Northup wakes up chained to a cellar floor and is soon transported to New Orleans, where his name is changed and he’s sold to a wealthy plantation owner.  Northup pleads to his captors and owner that he is a free man.  He should not be sold into slavery.  The longer and further he pleads the harder he is beaten.  Northup is forced to play the role of slave in order to save his own life.

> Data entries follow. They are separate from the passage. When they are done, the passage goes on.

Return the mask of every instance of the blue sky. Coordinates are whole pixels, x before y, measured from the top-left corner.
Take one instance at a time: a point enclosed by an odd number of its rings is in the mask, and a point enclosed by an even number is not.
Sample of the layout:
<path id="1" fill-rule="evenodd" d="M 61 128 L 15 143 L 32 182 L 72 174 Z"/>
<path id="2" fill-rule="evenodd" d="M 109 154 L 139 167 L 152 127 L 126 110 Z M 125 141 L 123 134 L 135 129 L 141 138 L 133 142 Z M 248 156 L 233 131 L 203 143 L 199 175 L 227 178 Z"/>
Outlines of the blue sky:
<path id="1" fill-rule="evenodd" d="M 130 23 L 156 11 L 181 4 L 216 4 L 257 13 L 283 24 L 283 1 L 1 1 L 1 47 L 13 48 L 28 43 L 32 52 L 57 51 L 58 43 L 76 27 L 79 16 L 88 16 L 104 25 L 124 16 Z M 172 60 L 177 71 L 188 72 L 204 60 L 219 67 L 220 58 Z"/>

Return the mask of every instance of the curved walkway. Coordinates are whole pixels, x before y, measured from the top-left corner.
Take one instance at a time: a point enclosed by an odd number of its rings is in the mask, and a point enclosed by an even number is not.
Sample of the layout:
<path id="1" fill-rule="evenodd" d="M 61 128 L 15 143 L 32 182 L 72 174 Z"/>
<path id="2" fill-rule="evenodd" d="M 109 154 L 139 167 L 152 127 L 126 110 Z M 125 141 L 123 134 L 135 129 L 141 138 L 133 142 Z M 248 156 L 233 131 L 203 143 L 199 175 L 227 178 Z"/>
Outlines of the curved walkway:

He continues to change hands as a slave to numerous owners before coming in to contact with Edwin Epps (Michael Fassbender).  The cruelest owner he has met yet.  Epps owns a cotton plantation, forcing everyone to pick cotton all day long, and if they pick less cotton than they did the day before they are severely beaten.  Epps shows particular affection for one of his slaves Patsey.  He has relations with Patsey underneath the watchful eye of his wife Mary (Sarah Paulson, American Horror Story).  Mary may be just as cruel as her husband, and Northup isn’t helping matters by trying to be a rock for Patsey.  It just thrusts him into the storm that is Epps.

Northup has no one to trust.  No one who believes he is who he says he is.  He becomes part of the slave world, succumbing to the realization that he is now also a slave.  He turns to his fiddle to keep some piece of mind, but the fiddle is what brought him into slavery, and also what covers up a lot of the horrible things he is surrounded by.  It becomes a crutch in that way.  He is terrified to speak up to those around him about who he truly is, but he continues to search for someone to trust….anyone.

Ejifor’s performance is nothing short of amazing, and I have no doubt that he’ll be taking home an Oscar that evening.  The film itself is well made, and it’s certainly an amazing story, but I actually was left wanting a little bit more, or at least felt like there was opportunity to build upon some of the extraordinary situations that Northup finds himself in.  The performances are really what drive 12 Years A Slave, but I feel like the script and eventually the anti-climactic ending of the film leave some things left on the table.